Stormwater can cause flooding, and can be harmful to the natural environment by picking up pollutants and carrying them into waterways.
When talking about water, some common terms that are used are
- Surface water
Surface water is what we see in our rivers, lakes, streams, wetlands and estuaries.
Groundwater is the water that exists in aquifers beneath the ground. This is replenished by rainwater that travels through the soil.
Wastewater is the water that goes down drains from inside our house, after we do our washing, or flush the toilet or have a bath.
Stormwater doesn’t go into the sewers. It runs through a separate piped system from that of wastewater or across the ground.
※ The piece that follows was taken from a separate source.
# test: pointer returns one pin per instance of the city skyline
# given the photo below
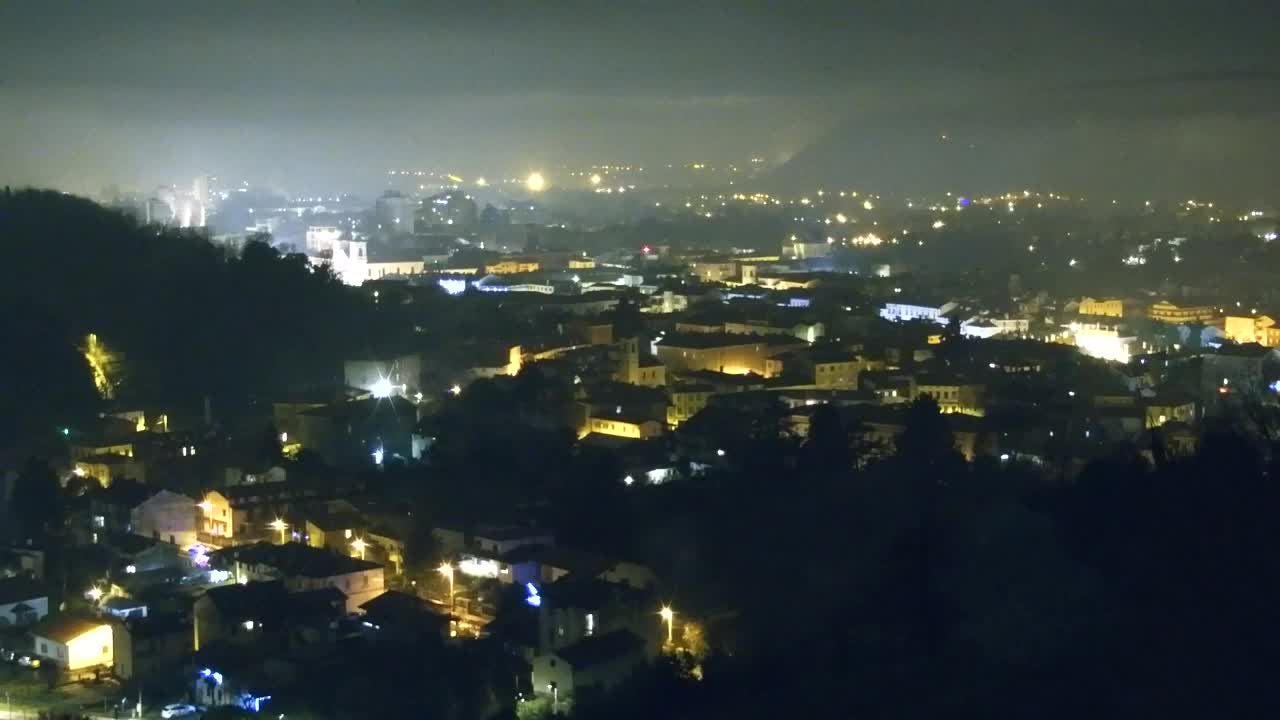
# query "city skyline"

It is a fact that stormwater flows from other properties naturally, either via an overland flow path or via a stream (from high ground to lower lying ground). It is your responsibility to manage stormwater falling and flowing naturally on your site. If you have an issue with any of the following, you should first speak to your neighbour:
- Water flow problems caused by natural ground seepage on private property
- Diverting or blocking the natural flow of water from landscaping, fences and walls or a small trench
- Pool overflows caused by excessive rainfall
Activities like raising the ground level, increasing your impermeable area or blocking a flow path can increase the amount of stormwater flowing to your neighbours site. You will need to stop the activity or cause or you can use a system to prevent the extra stormwater from flowing across your boundary.
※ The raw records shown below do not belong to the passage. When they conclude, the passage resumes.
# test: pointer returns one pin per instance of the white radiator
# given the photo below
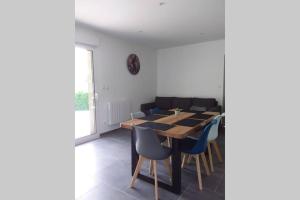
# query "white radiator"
(118, 111)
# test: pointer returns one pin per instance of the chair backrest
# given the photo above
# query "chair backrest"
(214, 130)
(138, 114)
(201, 143)
(147, 142)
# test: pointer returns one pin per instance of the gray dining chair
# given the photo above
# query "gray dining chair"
(140, 114)
(135, 115)
(148, 146)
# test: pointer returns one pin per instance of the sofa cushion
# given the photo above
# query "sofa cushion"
(164, 103)
(183, 103)
(204, 102)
Council recommends you talk to your neighbours about any flooding problems you may be experiencing. In many cases, a resolution can be reached that will satisfy everyone’s needs. You may need to consult legal advice, so that any agreement you made with your neighbour is legally enforceable and appropriate for future owners of the land should it be sold on.
If the waterway/drain is on private land, it is the landowner’s responsibility to resolve. If the waterway/drain marks the boundary then the area of it that is within your property is your responsibility.
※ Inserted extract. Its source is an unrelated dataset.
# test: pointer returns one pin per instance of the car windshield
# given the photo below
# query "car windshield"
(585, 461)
If the drain is part of the council’s rated and maintained public stormwater network, then it is Council’s responsibility to maintain it.
What are the roles and responsibilities of individuals and Councils in managing the risk of flooding events?
When you buy a property or build a house or business, you can ask your regional council or local council about local flooding issues. If you are building, you can site your home out of any floodable areas, raise the habitable floor levels or make your house using materials better able to withstand floods.
Local councils are responsible for controlling new buildings and the effects of land use to reduce flood risk. They can put special controls on buildings to make the buildings safer from flooding. Councils can also set rules about where buildings can be located, where subdivision can take place, and the effects of land use. In a large flood, councils will coordinate with the emergency services and utility providers to minimise the impact of the flood on people and properties.
Regional councils manage rivers and catchments. They also control land-use activities through the Resource Management Act, as well as regulate large dams under the Building Act.